I flinched at Brooke’s giggle. She certainly hadn’t heard his second comment, so maybe I had imagined it.

“Oh, Nicky, take that back.” She swatted his arm.

“Yeah, Nick. That’s my girl you’re putting down.” Cameron spoke up beside me. I opened my mouth to deny I was “his girl,” but Nick interrupted.

“It was a fact. Not a putdown.”

His words stung, as did the reminder that I would never fit in. Anywhere. Especially in Nick’s new world.

Something tall and silver gleamed across the room.

“YES! I call the first fudge pop!” Rachel raced ahead. We heard a loud thump followed by the clatter of pans against the floor punctuated by an “ouch!”

“That’s what you get for being greedy,” giggled Brittany.

“Well, if someone would put a light on in here.” Rachel grumped. She stood in front of the walk-in freezer, one hand on the handle, the other rubbing her knee.

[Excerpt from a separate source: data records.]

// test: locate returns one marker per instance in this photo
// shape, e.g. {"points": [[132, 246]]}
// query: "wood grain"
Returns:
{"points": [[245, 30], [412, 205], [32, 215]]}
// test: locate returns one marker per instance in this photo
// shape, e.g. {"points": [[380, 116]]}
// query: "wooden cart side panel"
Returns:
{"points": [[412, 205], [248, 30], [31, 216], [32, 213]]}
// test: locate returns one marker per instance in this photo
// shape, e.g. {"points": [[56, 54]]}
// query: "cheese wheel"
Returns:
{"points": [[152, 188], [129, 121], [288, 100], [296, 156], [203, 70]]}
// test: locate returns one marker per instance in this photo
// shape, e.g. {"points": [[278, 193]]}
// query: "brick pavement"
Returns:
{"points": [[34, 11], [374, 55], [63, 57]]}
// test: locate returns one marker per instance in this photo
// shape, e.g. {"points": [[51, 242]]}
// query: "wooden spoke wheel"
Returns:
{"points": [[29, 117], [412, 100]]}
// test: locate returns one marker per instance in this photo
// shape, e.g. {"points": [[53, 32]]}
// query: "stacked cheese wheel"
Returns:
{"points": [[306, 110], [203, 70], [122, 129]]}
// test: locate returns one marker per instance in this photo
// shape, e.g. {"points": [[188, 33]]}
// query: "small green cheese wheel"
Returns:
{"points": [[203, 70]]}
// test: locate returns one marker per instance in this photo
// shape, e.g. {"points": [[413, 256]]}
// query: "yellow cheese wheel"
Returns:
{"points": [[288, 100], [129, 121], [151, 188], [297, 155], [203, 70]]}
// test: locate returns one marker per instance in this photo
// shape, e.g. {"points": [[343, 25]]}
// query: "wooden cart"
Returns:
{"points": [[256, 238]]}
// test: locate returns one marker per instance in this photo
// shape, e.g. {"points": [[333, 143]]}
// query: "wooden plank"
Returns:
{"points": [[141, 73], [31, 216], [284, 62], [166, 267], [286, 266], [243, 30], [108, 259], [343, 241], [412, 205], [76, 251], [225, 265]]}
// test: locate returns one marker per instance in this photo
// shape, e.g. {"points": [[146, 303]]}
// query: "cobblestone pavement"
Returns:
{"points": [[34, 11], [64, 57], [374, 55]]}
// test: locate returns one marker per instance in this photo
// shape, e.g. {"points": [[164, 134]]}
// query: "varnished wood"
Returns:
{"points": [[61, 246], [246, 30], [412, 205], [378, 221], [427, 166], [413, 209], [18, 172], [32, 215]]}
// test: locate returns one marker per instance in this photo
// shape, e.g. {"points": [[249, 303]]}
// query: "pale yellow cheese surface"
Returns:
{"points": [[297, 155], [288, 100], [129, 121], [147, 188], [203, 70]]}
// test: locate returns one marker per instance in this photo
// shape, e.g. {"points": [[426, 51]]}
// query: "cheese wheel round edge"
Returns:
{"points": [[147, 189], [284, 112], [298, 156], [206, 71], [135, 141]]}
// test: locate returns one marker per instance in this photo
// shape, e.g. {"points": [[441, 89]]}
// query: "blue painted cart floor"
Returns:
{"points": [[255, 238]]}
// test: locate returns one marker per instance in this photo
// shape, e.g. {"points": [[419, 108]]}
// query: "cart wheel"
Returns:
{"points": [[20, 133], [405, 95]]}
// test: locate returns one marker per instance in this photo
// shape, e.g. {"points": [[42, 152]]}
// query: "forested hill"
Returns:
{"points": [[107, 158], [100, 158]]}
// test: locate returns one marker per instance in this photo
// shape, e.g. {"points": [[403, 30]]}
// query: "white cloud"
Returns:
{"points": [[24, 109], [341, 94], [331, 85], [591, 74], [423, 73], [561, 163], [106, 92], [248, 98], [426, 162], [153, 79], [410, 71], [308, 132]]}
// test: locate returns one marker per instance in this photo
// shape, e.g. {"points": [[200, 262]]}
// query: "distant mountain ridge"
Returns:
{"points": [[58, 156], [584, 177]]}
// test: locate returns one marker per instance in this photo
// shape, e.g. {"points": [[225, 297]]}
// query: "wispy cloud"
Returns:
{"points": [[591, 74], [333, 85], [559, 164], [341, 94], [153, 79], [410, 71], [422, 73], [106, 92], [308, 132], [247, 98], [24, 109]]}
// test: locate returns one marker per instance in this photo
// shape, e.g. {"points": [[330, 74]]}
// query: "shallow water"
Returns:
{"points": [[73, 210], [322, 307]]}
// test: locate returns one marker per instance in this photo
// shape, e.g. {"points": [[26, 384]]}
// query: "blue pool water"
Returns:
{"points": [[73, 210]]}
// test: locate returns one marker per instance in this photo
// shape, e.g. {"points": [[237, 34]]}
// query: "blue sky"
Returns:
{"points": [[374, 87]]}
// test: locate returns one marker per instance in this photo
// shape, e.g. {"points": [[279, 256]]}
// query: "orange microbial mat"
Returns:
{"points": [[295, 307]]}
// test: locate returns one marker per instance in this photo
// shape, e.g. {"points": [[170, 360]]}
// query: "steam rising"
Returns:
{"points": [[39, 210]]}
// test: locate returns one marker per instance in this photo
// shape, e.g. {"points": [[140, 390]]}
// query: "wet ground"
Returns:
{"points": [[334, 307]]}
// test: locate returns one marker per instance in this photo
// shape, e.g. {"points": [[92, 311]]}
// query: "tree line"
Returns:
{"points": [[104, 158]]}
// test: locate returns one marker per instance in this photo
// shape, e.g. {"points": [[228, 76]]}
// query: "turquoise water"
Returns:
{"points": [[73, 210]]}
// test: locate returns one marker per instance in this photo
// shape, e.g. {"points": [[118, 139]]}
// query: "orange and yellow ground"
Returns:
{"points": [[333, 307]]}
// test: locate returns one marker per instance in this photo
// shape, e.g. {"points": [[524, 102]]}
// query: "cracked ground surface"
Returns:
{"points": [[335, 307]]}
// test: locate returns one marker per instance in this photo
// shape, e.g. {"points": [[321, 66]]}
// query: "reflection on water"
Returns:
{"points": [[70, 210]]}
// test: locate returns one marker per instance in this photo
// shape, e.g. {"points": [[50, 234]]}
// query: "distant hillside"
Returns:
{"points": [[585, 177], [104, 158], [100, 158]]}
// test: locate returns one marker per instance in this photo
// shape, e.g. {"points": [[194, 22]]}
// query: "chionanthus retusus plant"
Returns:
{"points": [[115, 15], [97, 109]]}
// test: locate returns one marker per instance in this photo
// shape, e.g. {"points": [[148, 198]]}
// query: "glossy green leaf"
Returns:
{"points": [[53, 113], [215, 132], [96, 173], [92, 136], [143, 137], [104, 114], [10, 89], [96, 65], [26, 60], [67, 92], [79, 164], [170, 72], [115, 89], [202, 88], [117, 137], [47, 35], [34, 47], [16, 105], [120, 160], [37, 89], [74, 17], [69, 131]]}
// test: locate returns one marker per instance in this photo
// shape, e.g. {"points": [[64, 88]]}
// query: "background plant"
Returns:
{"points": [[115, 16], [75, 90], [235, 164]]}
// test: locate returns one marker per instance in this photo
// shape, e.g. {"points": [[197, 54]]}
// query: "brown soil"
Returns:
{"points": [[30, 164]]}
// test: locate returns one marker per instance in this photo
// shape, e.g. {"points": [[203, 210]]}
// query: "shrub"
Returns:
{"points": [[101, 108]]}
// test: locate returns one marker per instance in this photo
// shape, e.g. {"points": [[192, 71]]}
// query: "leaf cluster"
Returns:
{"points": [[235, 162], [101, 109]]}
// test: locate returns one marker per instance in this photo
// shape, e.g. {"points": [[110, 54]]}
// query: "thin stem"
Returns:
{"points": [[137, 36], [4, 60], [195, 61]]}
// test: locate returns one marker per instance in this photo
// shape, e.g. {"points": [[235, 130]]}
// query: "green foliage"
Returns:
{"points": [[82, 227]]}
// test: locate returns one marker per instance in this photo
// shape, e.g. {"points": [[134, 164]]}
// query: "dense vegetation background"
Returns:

“Can’t risk it, but take this.” Nick passed her the flashlight, and we all watched in wonder as the gates to unlimited fudge pops were opened and illuminated.

“There they are!” Cameron grabbed a labeled box off the shelf. I shivered and backed out of the cold space, a hard chest and a firm hand around my waist stopping me.

“You don’t like small spaces.” His husky whisper and touch made me shiver. Guys who hated you didn’t touch you like that.

“You remembered.” I kept a careful eye on the group, especially Brooke, as they crowded around the box while Nick and I stayed in the shadows. She’d nearly scratched my face off in a play fight. What would she do in a real one over a guy she liked? Yet I couldn’t move away from Nick, especially when his subtle cologne made every breath about him.

His lips moved against my ear. “I remember everything.”

For a moment, his head rested against mine before he stepped around me and joined the group. I pressed a hand to my twisting stomach, my whirling emotions making my head spin.

“Kayla, where are you going?” Brittany called, halting my rush outside. Her fangs were now smeared with chocolate, but her white-blonde hair was a dead giveaway in the low light. Something cold was pushed in my hand. “You can’t leave. There’s like a hundred pops in there. Plus Brooke’s got an idea for a game.”

Brittany pulled my arms until I gave in and followed everyone to an open prep space by the ovens. We knelt on the cool tile, forming a rough circle, Brooke, of course in the middle.

She clapped her hands softly. “Okay. So I have this super-cute idea for my video and I want to try it out. It’s called ‘Spin the Flashlight’. We blindfold someone and put him, I mean them, in the walk-in with the light turned off.”

Cameron pointed his pop at Brooke. “We’ll freeze.”

Brooke tapped her wedge sandals. “Duh. Not the freezer. The walk-in refrigerator. On a hot summer night like this, I think we’d all like seven minutes in that heaven.”

Ugh. Were we really playing a middle school game? I’d love to get out of this humidity, too, but not at the risk of more boy-drama.